Je sors de la cabine, emprunte le couloir, sors sur le pont. Tout les matelots sont rassemblés et je remarque que certains defont les cordes qui attachent l'Oceanus au port. Quand le bateau s'éloigne du port les matelots poussent un cris de joie, tous a l'unisson. Une fois l'euphorie passé, un gars s'avance vers moi et dit :

-Toi le nouveau !

-Bonnet.

-Bref peu importe. Le capitaine a dit que tu été de tâche nettoyage.
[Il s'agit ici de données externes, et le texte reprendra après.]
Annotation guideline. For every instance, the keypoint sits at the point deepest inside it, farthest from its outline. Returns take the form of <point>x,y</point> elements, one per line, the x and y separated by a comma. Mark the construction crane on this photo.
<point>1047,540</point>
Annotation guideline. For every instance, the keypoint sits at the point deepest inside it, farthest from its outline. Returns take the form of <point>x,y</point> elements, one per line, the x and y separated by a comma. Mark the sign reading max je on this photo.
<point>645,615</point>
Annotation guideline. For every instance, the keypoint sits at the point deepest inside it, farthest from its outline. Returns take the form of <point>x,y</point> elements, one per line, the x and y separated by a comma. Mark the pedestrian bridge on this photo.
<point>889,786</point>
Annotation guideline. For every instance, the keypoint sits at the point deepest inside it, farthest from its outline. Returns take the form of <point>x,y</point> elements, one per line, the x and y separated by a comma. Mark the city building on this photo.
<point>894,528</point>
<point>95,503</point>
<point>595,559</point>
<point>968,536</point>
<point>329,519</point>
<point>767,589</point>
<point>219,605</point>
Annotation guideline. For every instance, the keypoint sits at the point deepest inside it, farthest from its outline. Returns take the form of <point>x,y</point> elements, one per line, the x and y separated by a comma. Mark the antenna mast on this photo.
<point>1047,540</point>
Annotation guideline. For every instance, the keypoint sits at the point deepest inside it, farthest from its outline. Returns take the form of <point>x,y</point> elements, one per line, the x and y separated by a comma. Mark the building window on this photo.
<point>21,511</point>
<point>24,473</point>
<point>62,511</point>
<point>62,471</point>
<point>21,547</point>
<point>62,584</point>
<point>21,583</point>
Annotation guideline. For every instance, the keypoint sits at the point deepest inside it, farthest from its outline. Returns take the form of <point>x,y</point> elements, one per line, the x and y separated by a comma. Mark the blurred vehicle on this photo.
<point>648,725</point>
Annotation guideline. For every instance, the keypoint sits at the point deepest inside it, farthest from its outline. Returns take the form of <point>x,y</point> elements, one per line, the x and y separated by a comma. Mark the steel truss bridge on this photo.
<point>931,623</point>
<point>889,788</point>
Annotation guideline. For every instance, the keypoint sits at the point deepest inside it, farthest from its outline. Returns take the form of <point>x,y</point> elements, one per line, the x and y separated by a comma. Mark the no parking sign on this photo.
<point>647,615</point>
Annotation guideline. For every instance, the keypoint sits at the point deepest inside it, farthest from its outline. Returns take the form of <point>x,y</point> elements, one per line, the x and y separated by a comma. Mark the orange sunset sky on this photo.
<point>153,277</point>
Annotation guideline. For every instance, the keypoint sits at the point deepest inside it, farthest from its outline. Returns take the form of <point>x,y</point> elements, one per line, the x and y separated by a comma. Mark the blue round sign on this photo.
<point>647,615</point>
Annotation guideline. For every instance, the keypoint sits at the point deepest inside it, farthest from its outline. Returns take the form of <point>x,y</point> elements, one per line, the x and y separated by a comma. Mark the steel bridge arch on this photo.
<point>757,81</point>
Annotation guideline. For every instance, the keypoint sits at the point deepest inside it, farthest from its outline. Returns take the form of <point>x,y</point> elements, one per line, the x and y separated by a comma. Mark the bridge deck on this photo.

Le gars me tent un seau d'eau et une serpillère qui semble avoir fait la guerre. Même si je me fais passer pour un gars je fait des taches de fille. Je prends rageusement ce qu'il me tent en grommelant. Je grimace quand il se tourne pour repartir.

-C'est Blanquette, dit Baptiste derrière moi, le second du capitaine mais entre matelot on l'appelle Grognon.

-Ah. C'est genial d'autant plus que je suis de corvée nettoyage, dis-je en mottrant mon superbe équipements.

Je m'éloigne de lui en trempant la serpillère. Puis je la pose et frotte, frotte. A un moment je m'acharne sur une tâche qui ne veut pas partir. Ça me rapelle le fait que certaines choses terribles sont arrivés dans la vie et on a beau se démener pour oublier on y arrive pas. Comme moi avec cette tache. Comme moi avec le décès de ma mère.

C'est stupide. Stupide. Stupide. Stupide. Stupide. Et encore stupide. Je me répète ça tout en frottant le plancher du pont.